For some reason, I don’t see that at K-State. It’s perplexing because we are a university that holds the virtues of family, class and respect as pillars of our institution.
I’ve lived in Manhattan since moving here in the late summer of 2009, shortly after my father started his deanship. I went to many K-State home football games and home basketball games back then, and not one time do I remember the student section chanting at KU during these games.
But now at every K-State sporting event, I watch in disdain as my fellow students chant obscenities like “F*** KU” to the beat of some of our most revered songs, and in the process we disrespect these songs that we value so much. When did we start saying these things?

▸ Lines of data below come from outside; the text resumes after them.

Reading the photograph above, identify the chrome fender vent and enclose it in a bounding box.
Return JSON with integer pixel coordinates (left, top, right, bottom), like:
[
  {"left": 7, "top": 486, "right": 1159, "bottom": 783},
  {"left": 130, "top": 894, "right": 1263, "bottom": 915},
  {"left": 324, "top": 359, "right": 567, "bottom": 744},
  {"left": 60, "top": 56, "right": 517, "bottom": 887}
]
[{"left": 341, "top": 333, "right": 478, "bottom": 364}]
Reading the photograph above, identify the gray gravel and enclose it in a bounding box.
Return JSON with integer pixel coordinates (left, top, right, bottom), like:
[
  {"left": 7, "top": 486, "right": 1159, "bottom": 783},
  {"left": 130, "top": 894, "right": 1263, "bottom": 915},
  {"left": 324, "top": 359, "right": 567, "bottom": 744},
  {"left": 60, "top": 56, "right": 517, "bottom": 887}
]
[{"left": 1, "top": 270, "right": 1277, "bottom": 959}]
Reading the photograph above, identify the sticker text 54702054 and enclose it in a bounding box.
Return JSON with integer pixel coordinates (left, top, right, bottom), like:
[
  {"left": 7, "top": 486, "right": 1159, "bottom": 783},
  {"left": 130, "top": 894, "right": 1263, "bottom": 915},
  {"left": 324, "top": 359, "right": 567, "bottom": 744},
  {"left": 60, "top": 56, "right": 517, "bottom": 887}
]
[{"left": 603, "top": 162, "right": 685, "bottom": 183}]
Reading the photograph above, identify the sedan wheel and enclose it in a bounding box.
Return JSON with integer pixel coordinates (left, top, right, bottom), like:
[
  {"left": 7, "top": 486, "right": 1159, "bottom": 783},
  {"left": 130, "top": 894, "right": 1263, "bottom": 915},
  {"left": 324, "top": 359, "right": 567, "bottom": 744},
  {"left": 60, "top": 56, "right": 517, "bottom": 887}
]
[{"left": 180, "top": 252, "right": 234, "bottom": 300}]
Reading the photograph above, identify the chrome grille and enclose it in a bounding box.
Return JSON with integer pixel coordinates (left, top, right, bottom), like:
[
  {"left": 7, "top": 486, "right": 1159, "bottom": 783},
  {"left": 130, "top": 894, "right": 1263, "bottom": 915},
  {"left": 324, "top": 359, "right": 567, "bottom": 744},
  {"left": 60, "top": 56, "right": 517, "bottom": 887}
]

I witnessed this disrespect at the first game of the season against the University of Central Arkansas. My middle brother, Henry de Noble, is a student there and the starting pitcher for the UCA Bears. I stood in the K-State student section embarrassed as my classmates shouted at a team that wasn’t affiliated with KU or K-State at all.

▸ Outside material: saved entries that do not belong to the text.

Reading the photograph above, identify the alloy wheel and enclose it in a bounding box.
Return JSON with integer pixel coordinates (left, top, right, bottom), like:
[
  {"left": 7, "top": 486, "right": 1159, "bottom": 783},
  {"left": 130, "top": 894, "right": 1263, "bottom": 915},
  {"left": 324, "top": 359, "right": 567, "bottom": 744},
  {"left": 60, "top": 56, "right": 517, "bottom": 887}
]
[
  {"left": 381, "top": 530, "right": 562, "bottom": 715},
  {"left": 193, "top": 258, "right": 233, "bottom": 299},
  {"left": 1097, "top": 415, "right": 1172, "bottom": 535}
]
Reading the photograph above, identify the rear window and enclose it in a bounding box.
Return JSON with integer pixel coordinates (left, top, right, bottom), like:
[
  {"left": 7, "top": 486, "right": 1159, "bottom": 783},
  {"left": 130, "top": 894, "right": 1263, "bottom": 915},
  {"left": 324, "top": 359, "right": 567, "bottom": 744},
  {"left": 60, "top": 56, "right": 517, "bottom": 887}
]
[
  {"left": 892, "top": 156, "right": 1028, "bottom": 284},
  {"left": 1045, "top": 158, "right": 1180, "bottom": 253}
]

I witnessed us booing the visiting UCA football team, whose players probably have never heard of either institution. Don’t our visiting teams deserve more than that?
Furthermore, do we really think Bill Snyder, one of the most successful football coaches and greatest role models for class and sportsmanship, approves of having the “F*** KU” chant spoken at his stadium? And yes, it is his.

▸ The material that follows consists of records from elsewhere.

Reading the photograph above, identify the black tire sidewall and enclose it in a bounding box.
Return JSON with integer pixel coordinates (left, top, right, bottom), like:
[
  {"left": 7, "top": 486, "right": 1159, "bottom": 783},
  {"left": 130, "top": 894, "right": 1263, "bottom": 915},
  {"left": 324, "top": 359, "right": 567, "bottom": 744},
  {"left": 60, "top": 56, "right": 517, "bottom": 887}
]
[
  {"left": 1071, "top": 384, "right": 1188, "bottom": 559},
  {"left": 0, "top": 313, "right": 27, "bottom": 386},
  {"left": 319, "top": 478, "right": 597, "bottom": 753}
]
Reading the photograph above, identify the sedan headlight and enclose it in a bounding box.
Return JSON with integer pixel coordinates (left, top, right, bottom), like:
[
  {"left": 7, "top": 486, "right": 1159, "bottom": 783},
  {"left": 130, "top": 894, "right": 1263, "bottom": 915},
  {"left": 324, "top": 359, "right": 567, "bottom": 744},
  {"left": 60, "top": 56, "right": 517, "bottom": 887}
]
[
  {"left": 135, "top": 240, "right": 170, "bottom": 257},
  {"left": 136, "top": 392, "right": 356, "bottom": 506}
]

Let’s show Snyder some respect. After all, he’s been here longer than any of us. Chanting obscenities at our in-state rivals during every unrelated game makes us look like immature children who don’t know better, something I like to think we are not.
I, for one, really don’t want to continue to experience the presidents of this institution continually apologizing for our actions and words. President Richard Myers served this country for decades, defending our right to say stupid things like this. Do we think he really wants to have to apologize for the student body? Fortunately, he hasn’t had to … yet.
William de Noble is a sophomore in open option. The views and opinions expressed in this letter are those of the author and do not necessarily reflect the official policy or position of the Collegian. Please send comments to email@example.com.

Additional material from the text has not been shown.